You don't. If things like automobile safety or ergonomics protections were important, then the public would demand them and companies would supply them. The fact that companies aren't supplying them means the public isn't demanding them. Hence, the market works perfectly and no regulation is needed.

For example, EPA regulation require facilities that work with dangerous chemicals to create risk management plans for use in worst-case scenario disasters. Humbug! says Dudley.
“If there is a public demand for this information, as EPA’s benefit assessment argues, nongovernmental organizations would find value in deriving it. The fact that they don’t suggests that the value of the information to the public is less than the cost of the information. Certainly the public would value receiving a company’s products and services as well, but the quantity and price of those goods and services is determined by the market; the federal government doesn't simply require companies give products away. Information is a good, and like other goods, has associated costs as well as benefits.”
Companies have natural incentives to ensure their workers' safety.For example, ergonomics regulations designed to prevent workers from suffering from musculoskeletal disorders (MSDs):
“OSHA offers no evidence that employers and employees do not have adequate incentives to provide the optimal level of workplace protection against MSD hazards. On the contrary, OSHA provides evidence that (1) MSDs impose significant costs on employers, which should offer ample incentives to reduce their occurrence, (2) employers are, in fact, developing programs and other initiatives to reduce MSDs, and (3) MSDs are declining. Lack of knowledge on the causes of and remedies for MSDs, not lack of motivation, has hindered efforts to reduce MSDs.”
And then there's my personal favorite -- pollution is good for you:
“Due to ozone‘s screening effect on harmful ultraviolet-B radiation, the proposed reduction in ozone levels would increase malignant and nonmelanoma skin cancers and cataracts, as well as other UV-B-related health-risks. This doesn’t mean that more ozone is always better. It does mean that if the EPA really cares about public health it should take these trade-offs into account.”
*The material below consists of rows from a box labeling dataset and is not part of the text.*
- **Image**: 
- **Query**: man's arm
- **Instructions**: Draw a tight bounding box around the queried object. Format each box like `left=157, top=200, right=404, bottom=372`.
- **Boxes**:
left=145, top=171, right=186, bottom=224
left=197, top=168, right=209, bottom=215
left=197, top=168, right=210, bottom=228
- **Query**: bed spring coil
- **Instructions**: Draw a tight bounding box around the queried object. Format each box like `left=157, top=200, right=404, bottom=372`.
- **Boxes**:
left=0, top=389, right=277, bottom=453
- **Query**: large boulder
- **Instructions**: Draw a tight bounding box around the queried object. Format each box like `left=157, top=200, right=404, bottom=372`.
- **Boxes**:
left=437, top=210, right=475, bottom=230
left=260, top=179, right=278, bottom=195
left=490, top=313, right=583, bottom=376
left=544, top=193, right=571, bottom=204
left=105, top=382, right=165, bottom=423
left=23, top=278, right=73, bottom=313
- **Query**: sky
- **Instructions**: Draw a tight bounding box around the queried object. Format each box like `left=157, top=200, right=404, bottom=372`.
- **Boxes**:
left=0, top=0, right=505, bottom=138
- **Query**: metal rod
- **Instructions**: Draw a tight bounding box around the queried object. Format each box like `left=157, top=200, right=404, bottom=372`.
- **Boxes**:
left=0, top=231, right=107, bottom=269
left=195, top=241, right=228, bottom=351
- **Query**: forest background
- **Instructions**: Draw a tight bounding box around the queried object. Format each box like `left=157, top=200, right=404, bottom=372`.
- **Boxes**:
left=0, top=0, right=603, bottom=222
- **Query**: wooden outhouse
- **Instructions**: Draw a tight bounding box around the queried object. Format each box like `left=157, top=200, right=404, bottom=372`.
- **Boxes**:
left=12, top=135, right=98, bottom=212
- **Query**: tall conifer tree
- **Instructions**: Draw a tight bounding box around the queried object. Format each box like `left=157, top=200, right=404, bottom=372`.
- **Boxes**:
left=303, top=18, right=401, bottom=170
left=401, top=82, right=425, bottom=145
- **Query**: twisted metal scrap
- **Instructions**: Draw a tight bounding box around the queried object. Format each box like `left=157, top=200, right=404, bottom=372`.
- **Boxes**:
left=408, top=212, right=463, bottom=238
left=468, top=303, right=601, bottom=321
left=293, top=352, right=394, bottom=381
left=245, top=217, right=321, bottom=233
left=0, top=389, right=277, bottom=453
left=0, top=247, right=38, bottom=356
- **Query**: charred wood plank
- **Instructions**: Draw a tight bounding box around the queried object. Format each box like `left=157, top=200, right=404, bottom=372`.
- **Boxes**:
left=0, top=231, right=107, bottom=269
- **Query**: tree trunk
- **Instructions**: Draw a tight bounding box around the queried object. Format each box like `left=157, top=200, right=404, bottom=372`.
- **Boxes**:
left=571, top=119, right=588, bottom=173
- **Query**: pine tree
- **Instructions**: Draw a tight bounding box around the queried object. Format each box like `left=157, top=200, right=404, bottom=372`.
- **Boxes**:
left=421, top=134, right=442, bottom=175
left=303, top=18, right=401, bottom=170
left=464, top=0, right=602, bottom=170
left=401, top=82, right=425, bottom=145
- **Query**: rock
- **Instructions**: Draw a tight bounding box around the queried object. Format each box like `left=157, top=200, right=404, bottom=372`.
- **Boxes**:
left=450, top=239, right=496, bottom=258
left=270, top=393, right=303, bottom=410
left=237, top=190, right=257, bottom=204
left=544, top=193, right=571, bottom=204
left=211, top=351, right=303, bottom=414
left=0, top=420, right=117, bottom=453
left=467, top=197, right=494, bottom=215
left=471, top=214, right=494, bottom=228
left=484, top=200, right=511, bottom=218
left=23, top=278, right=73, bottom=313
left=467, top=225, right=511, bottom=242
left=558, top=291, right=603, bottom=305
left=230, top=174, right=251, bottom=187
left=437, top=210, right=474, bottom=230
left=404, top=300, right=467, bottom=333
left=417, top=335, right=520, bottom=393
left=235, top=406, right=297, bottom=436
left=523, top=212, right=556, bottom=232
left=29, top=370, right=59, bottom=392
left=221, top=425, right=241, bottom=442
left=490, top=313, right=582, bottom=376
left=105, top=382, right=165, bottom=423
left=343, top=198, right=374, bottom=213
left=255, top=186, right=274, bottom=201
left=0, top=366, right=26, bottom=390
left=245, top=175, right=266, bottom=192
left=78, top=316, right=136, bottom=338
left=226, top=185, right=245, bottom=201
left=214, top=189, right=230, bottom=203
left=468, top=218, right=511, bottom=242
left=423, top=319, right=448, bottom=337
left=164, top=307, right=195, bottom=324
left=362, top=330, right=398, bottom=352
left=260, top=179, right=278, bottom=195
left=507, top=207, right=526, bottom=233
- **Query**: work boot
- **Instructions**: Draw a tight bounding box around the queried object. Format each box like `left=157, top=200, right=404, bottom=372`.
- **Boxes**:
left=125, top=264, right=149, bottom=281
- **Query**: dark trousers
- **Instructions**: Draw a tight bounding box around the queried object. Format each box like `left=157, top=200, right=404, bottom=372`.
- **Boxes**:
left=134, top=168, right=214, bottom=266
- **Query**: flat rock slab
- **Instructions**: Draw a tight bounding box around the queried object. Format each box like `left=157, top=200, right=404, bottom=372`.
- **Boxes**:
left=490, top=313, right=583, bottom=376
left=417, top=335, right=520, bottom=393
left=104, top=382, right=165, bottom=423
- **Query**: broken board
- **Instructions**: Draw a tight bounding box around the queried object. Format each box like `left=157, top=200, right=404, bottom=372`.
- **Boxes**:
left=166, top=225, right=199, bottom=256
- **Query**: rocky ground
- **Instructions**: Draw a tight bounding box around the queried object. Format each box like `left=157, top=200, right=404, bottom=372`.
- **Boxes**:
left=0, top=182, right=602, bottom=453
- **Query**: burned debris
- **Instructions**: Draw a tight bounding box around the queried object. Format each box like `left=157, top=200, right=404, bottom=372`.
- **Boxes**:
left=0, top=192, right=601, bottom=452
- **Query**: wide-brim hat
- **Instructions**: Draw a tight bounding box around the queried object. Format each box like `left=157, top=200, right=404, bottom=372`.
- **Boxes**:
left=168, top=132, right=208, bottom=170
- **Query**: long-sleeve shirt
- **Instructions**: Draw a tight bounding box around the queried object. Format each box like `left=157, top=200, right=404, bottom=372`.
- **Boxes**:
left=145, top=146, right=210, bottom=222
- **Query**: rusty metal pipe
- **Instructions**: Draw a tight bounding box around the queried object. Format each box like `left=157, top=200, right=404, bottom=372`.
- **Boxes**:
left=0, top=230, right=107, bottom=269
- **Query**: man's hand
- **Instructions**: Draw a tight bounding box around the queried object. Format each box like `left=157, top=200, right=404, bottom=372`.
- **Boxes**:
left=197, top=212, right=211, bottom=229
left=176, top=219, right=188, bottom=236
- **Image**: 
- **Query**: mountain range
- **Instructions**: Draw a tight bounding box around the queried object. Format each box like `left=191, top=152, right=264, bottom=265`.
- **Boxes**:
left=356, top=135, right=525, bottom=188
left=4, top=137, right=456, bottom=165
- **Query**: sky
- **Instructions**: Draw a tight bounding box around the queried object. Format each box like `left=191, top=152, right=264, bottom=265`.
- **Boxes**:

I could go on and on, but then I'd rob you of the pleasure of reading the report yourselves.

But when you get done tsk-tsking and chuckling and shaking your head, remember that the Bush administration is dead serious about appointing this person to control, limit and abolish the safeguards that protect us and our children from the otherwise unsafe products and uncontrolled hazards in our workplaces, air, water, automobiles and anywhere else that corporate America can make a profit by neglecting the harmful effects of its products.